Systematic Review Identifies 6 Trends in US Biosimilar Approvals

Because biosimilars are relatively new to the United States, drug makers pursuing FDA approval for biosimilars seek additional information about the kinds and quantities of evidence that the agency uses to approve these therapies.

The European Union has swiftly outpaced the United States in the number of biosimilar therapies that it has approved for marketing; the FDA has only approved 7 biosimilars to date, though many additional molecules are being developed with the US market in mind. Because biosimilars are relatively new to the United States, drug makers pursuing FDA approval for biosimilars seek additional information about the kinds and quantities of evidence that the agency uses to approve these therapies.
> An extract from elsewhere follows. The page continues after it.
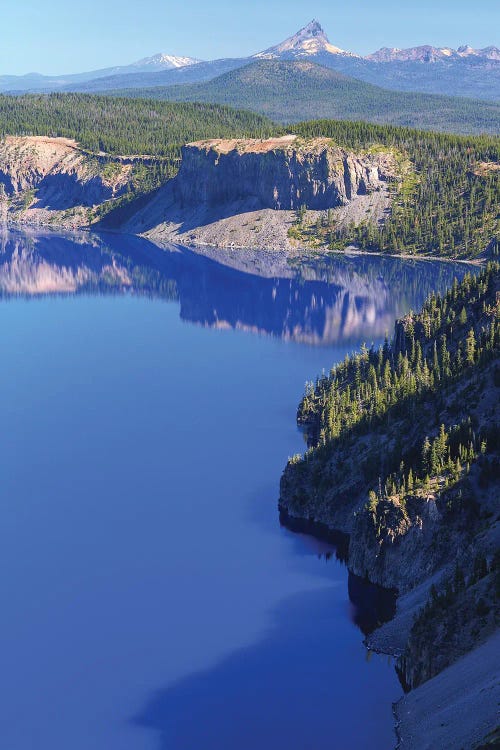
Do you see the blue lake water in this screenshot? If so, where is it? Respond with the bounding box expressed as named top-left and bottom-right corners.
top-left (0, 232), bottom-right (463, 750)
A new review, appearing in the Journal of Managed Care and Specialty Pharmacy, assesses the evidence that was used in the first 5 biosimilar approvals: filgrastim-sndz (Zarxio), infliximab-dybb (Inflectra), adalimumab-atto (Amjevita), etanercept-szzs (Erelzi), and infliximab-abda (Renflexis). The review draws on data derived from drug-specific FDA approval documents, webcasts, and advisory committee votes; reference product information; evidence used for the extrapolation of indications; and evidence used to demonstrate similarity in terms of analytic and functional characteristics, pharmacokinetics (PK), pharmacodynamics (PD), efficacy, safety, and immunogenicity.
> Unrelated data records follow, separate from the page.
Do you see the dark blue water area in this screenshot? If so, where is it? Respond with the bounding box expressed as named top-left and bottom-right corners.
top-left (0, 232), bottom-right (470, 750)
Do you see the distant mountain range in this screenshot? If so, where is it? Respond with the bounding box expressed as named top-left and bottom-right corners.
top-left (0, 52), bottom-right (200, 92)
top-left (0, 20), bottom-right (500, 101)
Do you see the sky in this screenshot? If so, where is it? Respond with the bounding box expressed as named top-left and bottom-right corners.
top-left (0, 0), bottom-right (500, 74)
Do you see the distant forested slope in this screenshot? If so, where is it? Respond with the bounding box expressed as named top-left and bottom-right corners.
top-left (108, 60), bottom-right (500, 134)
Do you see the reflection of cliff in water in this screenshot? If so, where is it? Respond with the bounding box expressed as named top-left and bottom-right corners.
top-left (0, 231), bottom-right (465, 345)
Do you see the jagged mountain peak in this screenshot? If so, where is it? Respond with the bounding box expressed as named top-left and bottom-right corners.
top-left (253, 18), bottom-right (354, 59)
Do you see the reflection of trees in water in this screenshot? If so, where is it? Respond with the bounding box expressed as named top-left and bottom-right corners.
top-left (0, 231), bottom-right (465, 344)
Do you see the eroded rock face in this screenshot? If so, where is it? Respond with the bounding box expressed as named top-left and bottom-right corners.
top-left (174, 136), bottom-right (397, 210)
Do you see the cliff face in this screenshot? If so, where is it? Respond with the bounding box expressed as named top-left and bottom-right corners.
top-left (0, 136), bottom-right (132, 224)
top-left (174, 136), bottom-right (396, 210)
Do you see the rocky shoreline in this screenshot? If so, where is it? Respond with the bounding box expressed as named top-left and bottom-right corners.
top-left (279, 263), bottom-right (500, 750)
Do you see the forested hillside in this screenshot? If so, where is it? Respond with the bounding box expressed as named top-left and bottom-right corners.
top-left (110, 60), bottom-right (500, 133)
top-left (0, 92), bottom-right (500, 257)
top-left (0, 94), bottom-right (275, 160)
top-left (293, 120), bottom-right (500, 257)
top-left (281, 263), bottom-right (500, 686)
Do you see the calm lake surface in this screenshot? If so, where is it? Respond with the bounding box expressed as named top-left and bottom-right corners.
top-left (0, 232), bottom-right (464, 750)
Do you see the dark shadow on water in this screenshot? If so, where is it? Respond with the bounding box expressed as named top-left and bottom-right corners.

The review’s authors identified 6 key issues from their data:

  • The types of evidence that the FDA evaluated when approving each product ranged from many analytical studies to few clinical studies. The researchers note that this finding is reflective of the agency’s “totality of the evidence” approach to demonstrating biosimilarity.

  • All manufacturers used 3-way bridging studies (which allow a biosimilar developer to use data from a product licensed in another locality to indirectly demonstrate similarity between the proposed molecule and a US-licensed drug) when seeking the FDA’s approval.

  • Many indications of the approved biosimilars were granted on the basis of extrapolation, the scientific justification for which often includes the mechanism of action in each indication for which licensure is sought. PK and immunogenicity in different patient populations, as well as the toxicity profile for each indication and patient population, are also often included in the scientific justification.

  • The majority of formulations of approved biosimilars were the same (or nearly the same) as those of their references, a finding that may bear a relationship to the FDA’s position that biosimilars with formulations not identical to those of the reference may not be granted interchangeable status. Some discrepancies existed, however, such as Amjevita’s auto-injector device that contrasted with the reference Humira’s pre-filled pen, and the presence of a needle guard for Erelzi.

  • The biosimilars were not always approved for all indications of their reference products for 2 reasons: first, some reference drugs were granted new indications after biosimilar approval, and second, some reference product indications were protected by marketing exclusivity.

  • None of the approved biosimilars were granted an interchangeable status, since the FDA has not yet finalized its process for demonstrating interchangeability.

Finally, the authors note that FDA advisory committee meetings may be slowing the process of biosimilar approval, and suggest that only those biosimilars that have “specific issues” that would warrant convening a committee be subject to such proceedings. The review identifies a second challenge specific to US biosimilar uptake: the long interval between product approval and market availability, which is a phenomenon largely tied to lengthy patent litigation between reference product sponsors and biosimilar developers.